What emerges is a lucid history of a major innovation, filtered through the determined memory of the man who made it. Even at the end, a question lingers in the air. A system built to fix meaning can still be carried by a voice that trembles, edits, and chooses. The numbers hold steady. The person behind them stays partially unresolved.
The documentary The King of Color tells the story of Lawrence Herbert, the man who forever changed the world of design and manufacturing by inventing the Pantone Matching System (PMS). The film premiered at AFI Fest in late 2025 and began its limited theatrical run in the United States on December 12, 2025, distributed by Picturehouse. Focusing on Herbert’s life from his Depression-era Brooklyn childhood to his revolutionary work in standardizing color, the film uses intimate interviews and vibrant animation to explore how a simple idea brought coherence to the chaotic landscape of global color reproduction. As of today, December 15, 2025, the film is playing in select theaters in major markets, with a DVD and Blu-ray release anticipated in February 2026.
Full Credits
Title: The King of Color
Distributor: Picturehouse
Release date: December 12, 2025 (Limited Theatrical Release)
Rating: PG
Running time: 82 minutes
Director: Patrick Creadon
Writers: Patrick Creadon, William Neal, Julia Szormba
Producers and Executive Producers: Christine O’Malley (Producer), Adam L. Lawrence (Associate Producer), H. Nelson Tracey (Associate Producer)

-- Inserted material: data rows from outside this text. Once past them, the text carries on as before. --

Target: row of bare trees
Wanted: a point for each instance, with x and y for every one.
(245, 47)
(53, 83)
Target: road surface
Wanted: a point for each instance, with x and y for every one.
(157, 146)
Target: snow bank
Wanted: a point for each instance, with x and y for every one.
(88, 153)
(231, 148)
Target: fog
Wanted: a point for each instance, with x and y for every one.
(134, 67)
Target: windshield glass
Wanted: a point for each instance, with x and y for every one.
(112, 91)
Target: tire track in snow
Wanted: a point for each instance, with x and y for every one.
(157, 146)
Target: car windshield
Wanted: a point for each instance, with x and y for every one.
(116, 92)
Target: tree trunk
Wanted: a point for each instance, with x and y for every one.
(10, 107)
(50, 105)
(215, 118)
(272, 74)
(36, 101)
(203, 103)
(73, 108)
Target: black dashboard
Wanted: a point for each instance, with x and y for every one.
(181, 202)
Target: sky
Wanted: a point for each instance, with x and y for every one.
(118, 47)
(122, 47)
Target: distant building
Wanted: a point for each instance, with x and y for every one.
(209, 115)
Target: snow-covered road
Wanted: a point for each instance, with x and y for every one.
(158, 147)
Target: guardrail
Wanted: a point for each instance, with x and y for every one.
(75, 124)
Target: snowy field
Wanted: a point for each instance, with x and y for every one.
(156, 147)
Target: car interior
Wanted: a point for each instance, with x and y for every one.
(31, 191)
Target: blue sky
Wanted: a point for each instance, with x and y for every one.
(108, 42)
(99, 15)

Cast: Lawrence Herbert, Lisa Herbert, Michele Herbert
Director of Photography (Cinematographer): Sam Painter
Editors: William Neal, Julia Szormba
Composer: Alex Mansour
The Review
The King of Color
This is an insightful, swiftly paced biographical film that reveals the existential order underlying our visual world. The documentary successfully elevates Lawrence Herbert from obscurity, detailing the profound complexity of his standardization system. While the narrative is undeniably controlled, possessing the slightly self-serving hue of a requested memoir, it finds human depth in the subject’s traumatic past and personal failures. It is a necessary, albeit hagiographic, portrait of a man who coded the chaos of color into a universal lexicon.
PROS
- Successfully reveals the pervasive, yet uncredited, influence of the Pantone system on global industry and culture.
- Uses graphics and animation effectively to make complex printing and color chemistry concepts accessible.

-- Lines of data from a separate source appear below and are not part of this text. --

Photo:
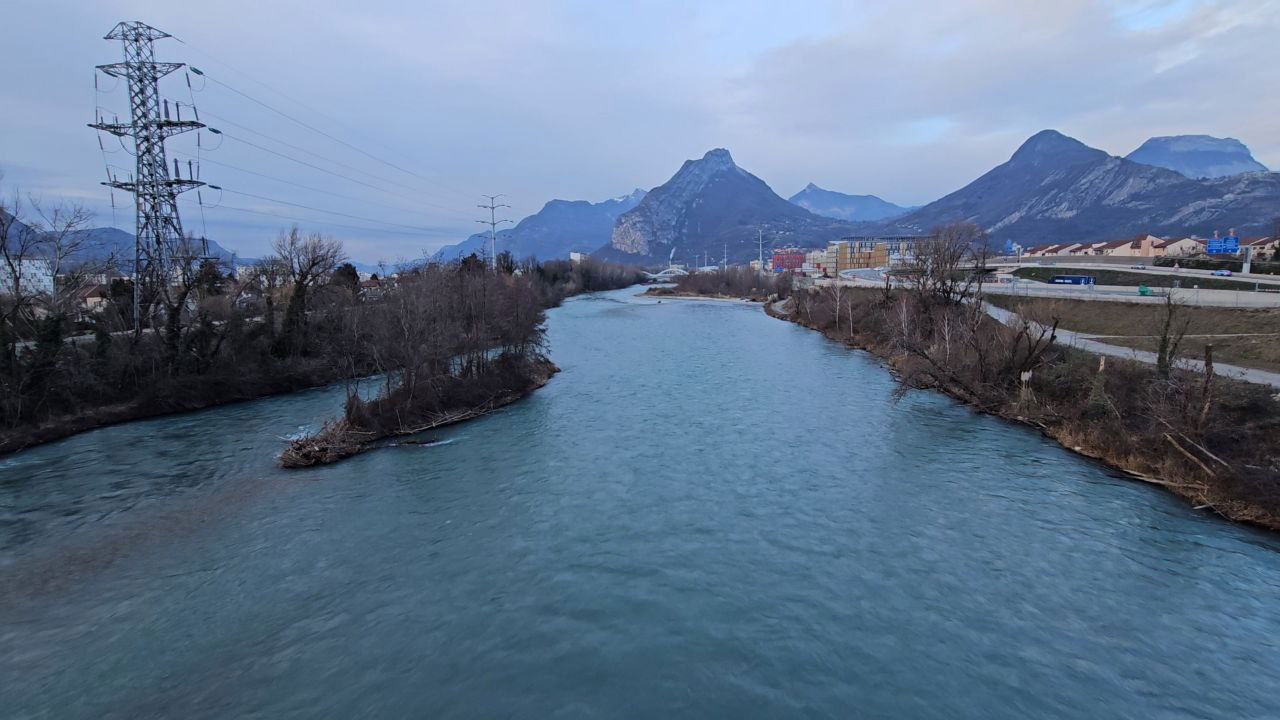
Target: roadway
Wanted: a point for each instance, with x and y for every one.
(1086, 341)
(1115, 294)
(1079, 264)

- The film is strengthened by the inclusion of Herbert's midlife crisis and his reticence about his traumatic Korean War service.

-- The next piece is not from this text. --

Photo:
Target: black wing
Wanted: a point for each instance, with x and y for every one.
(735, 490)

- At around 80 minutes, the film is a smart, swift watch that keeps the viewer engaged.
CONS
- The portrait is self-instigated and affectionate, feeling at times like an "official portrait" that lacks controversy.
- Relies heavily on Lawrence Herbert's self-serving, potentially hyperbolic personal recollections.
- Focuses more on the man and the process than on the philosophical or emotional impact of color itself.
- Some of the granular, technical explanations remain dense for viewers without a science background.